Fun with IP_TRANSPARENT

9 min read Original article ↗

(This article is a bit disjointed, since I didn’t have a particular goal in mind. Think of this post as a collection of experiments.)

A long time ago, while I was researching to solve a difficult problem at work, I came across a Cloudflare blog post. The blog post author combined 2 Linux network stack features (anyIP and transparent IP) to “bind” a socket to all 65535 ports on a network interface, without the usual side effects.

I took elements of that design, combined the technique with my own spin, and successfully implemented it in my product. It solved the problem at work and made many people (mostly the shareholders) happy.

This post is not (entirely) about that.

The fact is, since that day, a burning question had been on my mind- how many open ports can a Shodan IP scan shows?

A lot, it turns out.

For whatever reason, my ISP does not enforce 1 public IP per internet connection. This means hypothetically I can have unlimited public IPv4 addresses (the most I’ve ever used is 6 IPs, but just like unlimited internet, unlimited is unlimited damn it). This is perfect for testing.

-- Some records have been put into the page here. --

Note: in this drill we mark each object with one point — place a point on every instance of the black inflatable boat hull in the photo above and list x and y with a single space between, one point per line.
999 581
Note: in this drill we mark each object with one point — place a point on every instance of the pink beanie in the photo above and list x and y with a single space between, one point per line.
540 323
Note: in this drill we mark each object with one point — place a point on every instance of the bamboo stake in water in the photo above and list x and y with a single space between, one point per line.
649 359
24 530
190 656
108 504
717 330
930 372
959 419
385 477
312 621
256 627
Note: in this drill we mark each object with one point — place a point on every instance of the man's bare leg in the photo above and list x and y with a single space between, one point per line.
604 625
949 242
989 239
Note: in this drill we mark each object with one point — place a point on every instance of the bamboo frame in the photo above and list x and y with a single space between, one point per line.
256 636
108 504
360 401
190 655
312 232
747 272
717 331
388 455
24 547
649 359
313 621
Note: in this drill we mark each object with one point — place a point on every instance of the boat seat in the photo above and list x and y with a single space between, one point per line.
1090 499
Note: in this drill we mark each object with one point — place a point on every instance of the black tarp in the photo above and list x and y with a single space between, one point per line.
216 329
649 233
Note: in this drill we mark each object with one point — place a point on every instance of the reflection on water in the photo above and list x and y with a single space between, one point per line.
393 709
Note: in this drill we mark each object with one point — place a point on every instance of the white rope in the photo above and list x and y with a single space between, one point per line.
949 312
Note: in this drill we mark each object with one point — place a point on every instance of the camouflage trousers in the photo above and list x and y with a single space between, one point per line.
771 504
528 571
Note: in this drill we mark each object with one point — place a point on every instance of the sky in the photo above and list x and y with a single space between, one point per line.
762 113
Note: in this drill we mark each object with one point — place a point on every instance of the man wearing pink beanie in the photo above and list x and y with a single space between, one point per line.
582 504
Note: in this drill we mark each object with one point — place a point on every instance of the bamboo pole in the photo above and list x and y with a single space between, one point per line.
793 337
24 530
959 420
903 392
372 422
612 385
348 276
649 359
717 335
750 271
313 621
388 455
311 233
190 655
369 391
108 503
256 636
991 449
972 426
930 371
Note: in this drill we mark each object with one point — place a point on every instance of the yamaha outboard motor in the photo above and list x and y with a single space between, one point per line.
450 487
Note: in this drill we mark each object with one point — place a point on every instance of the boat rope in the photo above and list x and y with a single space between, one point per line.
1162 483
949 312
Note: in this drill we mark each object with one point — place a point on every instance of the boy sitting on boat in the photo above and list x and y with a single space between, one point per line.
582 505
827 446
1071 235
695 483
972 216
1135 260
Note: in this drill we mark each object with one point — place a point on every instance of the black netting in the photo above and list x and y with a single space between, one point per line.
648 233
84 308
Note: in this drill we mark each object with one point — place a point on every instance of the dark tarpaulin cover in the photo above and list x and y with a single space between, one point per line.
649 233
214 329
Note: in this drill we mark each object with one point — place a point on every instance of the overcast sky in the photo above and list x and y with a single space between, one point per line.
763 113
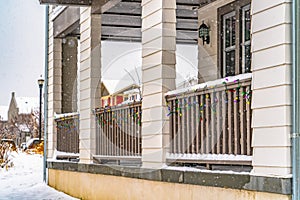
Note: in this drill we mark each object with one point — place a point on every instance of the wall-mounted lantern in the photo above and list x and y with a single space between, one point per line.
204 33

Let’s host a residential public internet host and see what kinds of traffic it would receive.

The setup is such-

  1. A new network namespace will be created. Most people use Docker to containerize their experiment, but in most cases Docker just adds to the complexity. We will instead use network namespace here. Containerization is necessary since when we set the forward-all-ip iptable rule, we will lose network connectivity to the host.

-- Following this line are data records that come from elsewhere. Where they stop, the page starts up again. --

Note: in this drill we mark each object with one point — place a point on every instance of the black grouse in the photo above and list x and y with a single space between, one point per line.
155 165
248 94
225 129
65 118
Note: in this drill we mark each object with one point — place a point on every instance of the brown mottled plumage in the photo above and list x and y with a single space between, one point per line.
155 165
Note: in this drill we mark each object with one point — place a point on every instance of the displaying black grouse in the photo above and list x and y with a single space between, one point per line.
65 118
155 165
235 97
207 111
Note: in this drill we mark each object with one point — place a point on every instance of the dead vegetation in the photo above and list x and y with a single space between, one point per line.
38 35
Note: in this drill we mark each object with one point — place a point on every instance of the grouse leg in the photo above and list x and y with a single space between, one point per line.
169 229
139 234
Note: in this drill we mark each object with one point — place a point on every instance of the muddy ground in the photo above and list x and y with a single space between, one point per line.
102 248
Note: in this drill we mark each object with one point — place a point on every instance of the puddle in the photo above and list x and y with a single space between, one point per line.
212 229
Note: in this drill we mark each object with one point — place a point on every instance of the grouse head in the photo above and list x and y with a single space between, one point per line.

  2. A network adapter, directly connected to the public internet, is re-assigned to the network namespace. This is much simpler than creating a bridge, then assigning a pairing veth to bring connectivity to the namespace. Don’t forget to enable the local loopback interface as well. Note that I am using ‘ip netns exec’ to execute the shell commands in the context of the netns1 namespace.

  3. My ISP uses DHCP to assign public IP. I am using Debian and its default dhcp client: dhcpcd.

  4. Enable kernel support for IP forwarding and disable Reverse Path filtering.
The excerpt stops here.